Although most children with Downs Syndrome have some degree of speech and language impairment, most will start to speak at about 2 – 3 years old. However, the vast majority manage to communicate extremely well from an early age with very little or no use of spoken language. These language-learning difficulties tend to result in a smaller vocabulary and less general knowledge, delaying other cognitive development. Downs Syndrome children are not able to use language for thinking, reasoning and retaining information to the same extent as most 5year olds. In order to encourage and develop their speech, it is vital that every opportunity is given to aid communication and understanding. By teaching children with Downs Syndrome, to use signs and gestures is an immense aid to their understanding and their ability to communicate. At first, signs and speech are used together, as the child begins to understand the word and linking sign that is used to illustrate the word, then the sign is dropped or taken away. Often this occurs by the age of 5 years old (Alton, 1998),
Another factor to consider is that many children with Downs Syndrome suffer with some degree of hearing loss even if it is only a fluctuating one. This will also affect the development of their speech to a certain extent (Alton, 1998).
The following is a case study of a 7-year-old boy and for the purposes of this study, shall be called "Sam". Sam is a child who suffers from Downs Syndrome.
After a difficult pregnancy, Sam was born with Downs Syndrome at 38 weeks. It was a normal birth, following which he was transferred to intensive care for 7 days. Sam had a very difficult post-natal period due to the fact that a congenital cardiac defect was detected. Sam had what is commonly known as (in medical circles),’ ASVD’ Atrioventricular Septical Defect or ‘hole in the heart’. There are two types of this condition, Complete ASVD and Partial ASVD. It was found that Sam was suffering from the partial form of ASVD.
In the partial form, it is found that there is a hole between the two receiving chambers and an abnormal valve between the ventricles. In the Complete form of the condition, this hole extends into the wall between the two pump chambers and there is one single valve between the atria and the two ventricles.
The hole allows excess blood to pass from the left side to the right side of the heart.
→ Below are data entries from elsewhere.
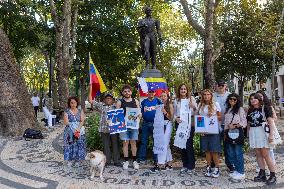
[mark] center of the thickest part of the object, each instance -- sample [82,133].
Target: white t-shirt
[35,100]
[204,111]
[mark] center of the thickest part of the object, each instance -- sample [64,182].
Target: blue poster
[115,120]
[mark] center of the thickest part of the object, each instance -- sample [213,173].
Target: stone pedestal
[154,73]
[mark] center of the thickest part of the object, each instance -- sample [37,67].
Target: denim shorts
[130,134]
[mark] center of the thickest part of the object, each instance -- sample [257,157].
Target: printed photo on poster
[132,118]
[205,124]
[115,120]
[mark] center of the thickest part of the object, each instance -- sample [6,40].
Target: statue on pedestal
[149,31]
If the valve leaks, this increases the work of the heart by allowing blood to be pumped backwards into the receiving chambers as well as forwards into the arteries (Reese, 1992).
However, in the partial form of the condition, a child may be free from symptoms, unless the valve leaks significantly. In the complete form symptoms may include breathlessness, difficulties in feeding/drinking and poor weight gain in the first few months of life. It is the most common of congenital defects in Downs Syndrome sufferers (Alton, 1998).
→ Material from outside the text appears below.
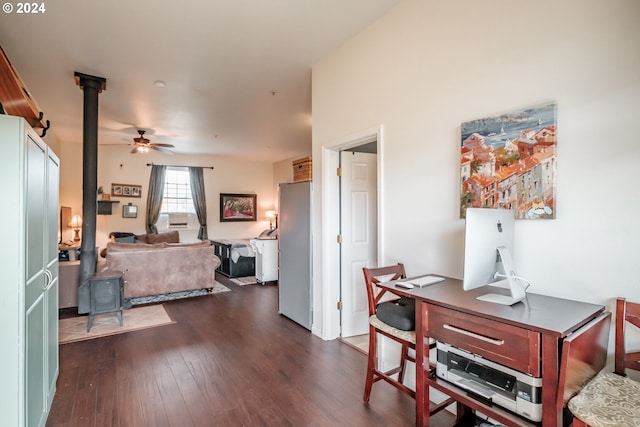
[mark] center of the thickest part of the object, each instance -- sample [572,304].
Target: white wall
[429,65]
Repair of the partial form involves patching the hole between the two receiving chambers and repairing the valve if it leaks.
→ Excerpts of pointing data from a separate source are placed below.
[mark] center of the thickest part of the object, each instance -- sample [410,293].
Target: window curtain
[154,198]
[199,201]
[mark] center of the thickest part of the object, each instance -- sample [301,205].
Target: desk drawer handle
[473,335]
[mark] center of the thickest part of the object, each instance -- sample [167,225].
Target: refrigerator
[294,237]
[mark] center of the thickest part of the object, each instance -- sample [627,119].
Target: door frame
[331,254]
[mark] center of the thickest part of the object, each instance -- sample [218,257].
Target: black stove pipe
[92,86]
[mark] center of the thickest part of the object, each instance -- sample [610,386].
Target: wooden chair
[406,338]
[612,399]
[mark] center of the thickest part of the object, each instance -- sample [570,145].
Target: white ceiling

In the complete form, the larger hole again is closed and the single valve is divided into two halves, the middle portions of the valves are attached to the patch. This is a major operation and needs to be conducted early in life before damage to the lungs occurs. For example, in some children, a condition occurs and it narrows the lung artery. To prevent this a banding ( a surgical procedure) can be planned in the first instance to protect the lungs from damage, thus enabling the child to grow (Reese, 1992). However, long term follow up care is required.
Too much protein in the blood, which can be attributed to the chromosome defect in Downs Syndromes, causes the heart defect. However, this can occur in any newborn child with or without Downs Syndrome.
About 50% of babies born with Downs Syndrome, are born with this congenital defect (Reese, 1992).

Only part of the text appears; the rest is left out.